For the past several nights M has slept from the eight o'clock hour to the five o'clock hour without waking up (or waking up only to fuss herself back to sleep within a minute), and then nursed and gone back to sleep until seven or even eight.

I had stopped believing that this would ever happen. Over the past year or so, well-meaning people, noticing my exhaustion, have said things like, I hope M starts sleeping through the night soon, and I have thought, You might as well wish that she would fly off to the moon.

But we have reached that magical point. Tthe one that coworkers and random strangers began asking about when M was (no joke) less than two months old. The one that people finally stopped asking about around the time she turned one. Not, I think, because they noticed how I seemed to want to scrape my brain out with a grapefruit spoon and wipe it on the pants of whoever popped the sleep question, but because pretty much everyone (except for a few cherished friends who are also blessed with rotten sleepers) started to assume at that point that she must have been sleeping well by then.
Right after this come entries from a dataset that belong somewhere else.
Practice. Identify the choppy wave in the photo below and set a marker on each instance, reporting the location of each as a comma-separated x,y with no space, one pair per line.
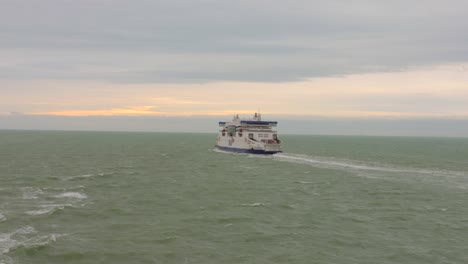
227,152
253,204
26,237
85,176
75,195
48,209
459,179
30,193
And it is amazing, this new development. I can't say I have gotten a ton more sleep over the past few days than during the times when we were in a good co-sleeping and night nursing groove. I've been up late drinking wine (great side benefit of night weaning, by the way) and eating goat cheese with old friends in town for the weekend, and, before that, scrambling to finish a proposal for work, and, before that, knitting like a maniac on the thick grey scarf I'm making for my husband. But if I were to go to bed at a decent hour! Just think! I could sleep for, like eight hours in a row! Uninterrupted! It could happen.

These sleep changes, and my many, many posts here on the matter (for which, forgive me. Unless you are also trying to night wean your 16-month-old and get some rest, in which case, take heart and lay in a good supply of dark roast coffee and madeleines and let me know how it goes) have made me think a lot about the overshadowing role sleep has taken in my life and identity as a parent.

For which I blame forces larger than myself. See above comment about random stranger sleep inquiries starting super early in baby's life. See also, some blogger I can't remember who wrote about how sleep is the big flashpoint for our generation of parents the way potty training was a big enormous deal for our grandparents. Also, decisions about sleep are one of those litmus tests that it seems people use to determine What Type of Parent You Are: Where does she sleep? Oh, you're still nursing? Oh, you let him cry? Etc.

But of course I'm to blame, too. It's still my inclination, when meeting another parent, to ask about sleep, to compare nap lengths. How many baby sleep books do I own? Three! I'm starting to think about what I've missed during all this obsession. What else could I be talking about? What other parts of my identity as a parent have atrophied as I've clamored for the elusive goal of spending more than four hours at a stretch with my eyes shut? Now that I am no longer so desparate for a decent rest—and even, dammit, if things go south and we end up awake at all hours again for some reason—I'm going to find that out.